Submitted by Rachel Gardner on Mon, 26/01/2026 - 10:24
Artificial intelligence (AI) models can help doctors make faster and more accurate diagnoses when they’re trained to analyse medical images, such as scans of tumours or photos of skin growths. Now a researcher is investigating if AI can diagnose diseases just as effectively from analysing body sounds like heartbeats, speaking, coughing and breathing.
Cecilia Mascolo, Professor of Mobile Systems here, is a researcher with expertise in using AI tools to monitor human health. In the last few years, she and her team have developed and trained machine learning models to help doctors diagnose Covid from recordings of people coughing, breathing and talking.
When they ran a side-by-side comparison of how well the AI performed against human doctors, the findings were striking. While doctors who had experience of working on Covid wards made accurate diagnoses, the AI model actually performed slightly better. But overall, the most accurate results were achieved by a 'committee' of doctors using the AI tool.
Prof Mascolo is now extending the highly promising results of this pilot project into a bigger study. Called AURORA (or 'Audio models for respiratory and cardiac diagnostics and clinical training'), it was today awarded a Proof-of-Concept grant by the European Research Council. The ERC says that such projects "show how frontier science can open new routes to innovation". Prof Mascolo says that the funding will help her team "lead the way in using AI on audio to diagnose illnesses".

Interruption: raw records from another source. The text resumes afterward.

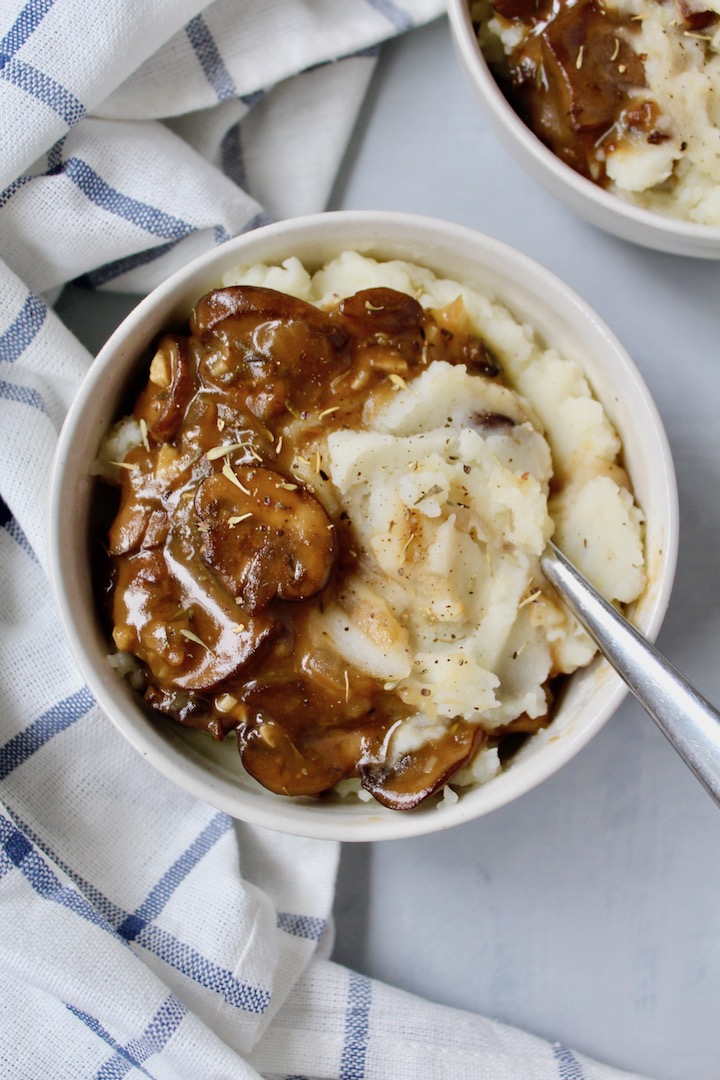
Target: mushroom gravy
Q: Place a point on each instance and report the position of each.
(622, 91)
(329, 523)
(221, 553)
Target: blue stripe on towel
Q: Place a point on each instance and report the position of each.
(209, 58)
(157, 1035)
(12, 528)
(28, 78)
(568, 1066)
(159, 895)
(141, 214)
(18, 850)
(41, 877)
(60, 716)
(23, 328)
(26, 395)
(395, 15)
(357, 1022)
(301, 926)
(95, 1026)
(25, 25)
(44, 89)
(191, 963)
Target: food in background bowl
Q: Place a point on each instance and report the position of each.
(335, 491)
(623, 91)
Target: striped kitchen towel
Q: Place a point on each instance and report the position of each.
(144, 933)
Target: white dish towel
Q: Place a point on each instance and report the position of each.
(143, 933)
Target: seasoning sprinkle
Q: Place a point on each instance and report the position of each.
(435, 489)
(229, 474)
(193, 637)
(221, 451)
(125, 464)
(144, 433)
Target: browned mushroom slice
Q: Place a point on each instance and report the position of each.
(170, 389)
(265, 536)
(383, 311)
(188, 639)
(591, 68)
(296, 766)
(419, 774)
(695, 14)
(283, 349)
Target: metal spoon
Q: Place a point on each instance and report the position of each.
(682, 714)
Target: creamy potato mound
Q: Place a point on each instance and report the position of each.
(453, 486)
(670, 165)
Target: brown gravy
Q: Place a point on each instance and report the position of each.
(576, 79)
(219, 553)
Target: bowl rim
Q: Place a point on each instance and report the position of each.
(321, 821)
(600, 206)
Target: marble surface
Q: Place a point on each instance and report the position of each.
(587, 912)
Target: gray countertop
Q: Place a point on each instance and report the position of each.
(588, 910)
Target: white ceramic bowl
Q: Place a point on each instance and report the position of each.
(596, 205)
(213, 771)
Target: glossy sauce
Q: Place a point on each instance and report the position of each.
(221, 553)
(578, 79)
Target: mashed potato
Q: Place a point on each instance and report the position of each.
(452, 513)
(673, 164)
(443, 489)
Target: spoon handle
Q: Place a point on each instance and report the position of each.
(688, 720)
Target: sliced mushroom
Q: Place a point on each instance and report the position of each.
(170, 389)
(416, 777)
(282, 349)
(383, 311)
(189, 638)
(265, 536)
(297, 766)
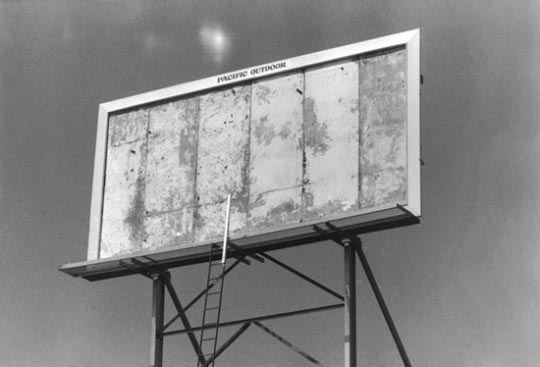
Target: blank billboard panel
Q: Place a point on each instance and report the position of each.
(326, 137)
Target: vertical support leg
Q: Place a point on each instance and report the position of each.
(158, 307)
(350, 305)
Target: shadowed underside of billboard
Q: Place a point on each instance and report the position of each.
(331, 136)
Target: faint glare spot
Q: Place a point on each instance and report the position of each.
(154, 42)
(216, 42)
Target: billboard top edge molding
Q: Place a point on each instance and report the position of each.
(409, 38)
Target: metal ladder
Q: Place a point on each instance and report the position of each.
(212, 307)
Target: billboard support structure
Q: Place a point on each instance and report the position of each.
(351, 245)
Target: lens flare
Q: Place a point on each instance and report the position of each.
(215, 41)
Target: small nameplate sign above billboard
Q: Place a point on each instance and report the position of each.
(329, 136)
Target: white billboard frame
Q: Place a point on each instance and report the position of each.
(410, 40)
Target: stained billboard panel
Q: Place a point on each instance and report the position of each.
(326, 137)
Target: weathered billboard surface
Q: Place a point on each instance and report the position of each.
(329, 136)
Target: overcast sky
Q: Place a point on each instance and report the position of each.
(463, 286)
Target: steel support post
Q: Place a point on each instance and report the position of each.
(158, 308)
(350, 304)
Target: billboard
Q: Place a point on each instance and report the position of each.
(331, 136)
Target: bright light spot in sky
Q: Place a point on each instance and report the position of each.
(216, 42)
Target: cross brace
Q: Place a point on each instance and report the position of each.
(351, 244)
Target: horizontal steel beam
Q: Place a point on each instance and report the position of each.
(261, 318)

Importantly, Prof Mascolo adds, "while there's a lot of talk about how AI might be used as a substitute for a doctor or health professional, our study highlights that in reality, the skills of AI models and doctors can be very complementary and they work well together."
Exciting advances
In the past few years, there's been growing research into developing AI tools that analyse medical images and it's leading to exciting advances. In the last two years, a team of mainly UK-based researchers have developed an AI model for diagnosing eye disease from scans of patients' retinas.
And NICE, the UK's National Institute for Health and Care Excellence, is currently trialling an AI tool that triages potential skin cancer cases by analysing photos taken by doctors of suspicious lesions on patients' skin.
But research on training AI models to analyse sounds, rather than images, is far less advanced. It's high time it caught up, says Prof Mascolo.
"Doctors have used human sounds to diagnose disease for centuries. Yet today, diagnosing respiratory and cardiovascular disease in a patient still largely relies on expensive tests and the time of a busy consultant," she points out. "By using AI, we can do better."
Better training
As well as improving diagnosis, she adds, this would also benefit doctor training. "My daughter is a medical student and she can only learn what pneumonia sounds like if, among the patients she sees that day, there's a patient with pneumonia and she can listen to their lungs. That's not a very efficient training method when we could be using AI models to generate more and better data for them to train on at any time."
But there's a reason why sounds have been studied less than medical images: a lack of data. AI models are data-hungry and require huge amounts of information to train on. While databanks of medical images – like scans, x-rays, mammograms and photos – have built up over the years and are being used to train AI models, there are fewer data banks of sounds.
However, Prof Mascolo and her team have been collecting audio data from their own previous research. During the pandemic, they collected recordings of people coughing, breathing and speaking via the mobile Covid-19 Sounds app that they developed. They then tested out a machine learning model that they had trained on that data and published the results in the Journal of Medical Internet Research.
"Our objective was to compare how our model and human clinicians performed in predicting COVID-19 from these sound recordings," explains Prof Mascolo’s colleague Dr Jing Han, a Senior Research Associate here and lead author on the paper Evaluating Listening Performance for COVID-19 Detection by Clinicians and Machine Learning.
Half of the recordings in the dataset were from Covid-positive patients, and half from Covid-negative volunteers. As well as comparing how well the AI model and human doctors performed in diagnosing Covid from listening to the recordings, the researchers also looked at "whether combining the predictions of the model and human experts could further enhance the performance in terms of both accuracy and confidence." The answer was that it did.
"These findings suggest that the doctors and the AI model could make better clinical decisions via a cooperative approach," says Dr Han. She adds that this could help encourage "higher confidence in audio-based respiratory diagnosis."
Potential of human sound-based diagnostics
And this is exactly what the new ERC Proof of Concept project aims to achieve.
"Human sound-based diagnostics have huge potential," says Prof Mascolo. "So in our new project we’ll leverage our ongoing collaboration work (with Dr Tomasz Jadczyk, an Associate Professor and cardiologist at the Medical University of Silesia in Poland) to develop tools that support clinicians in diagnosing respiratory and cardiac conditions and help train student doctors on what they sound like."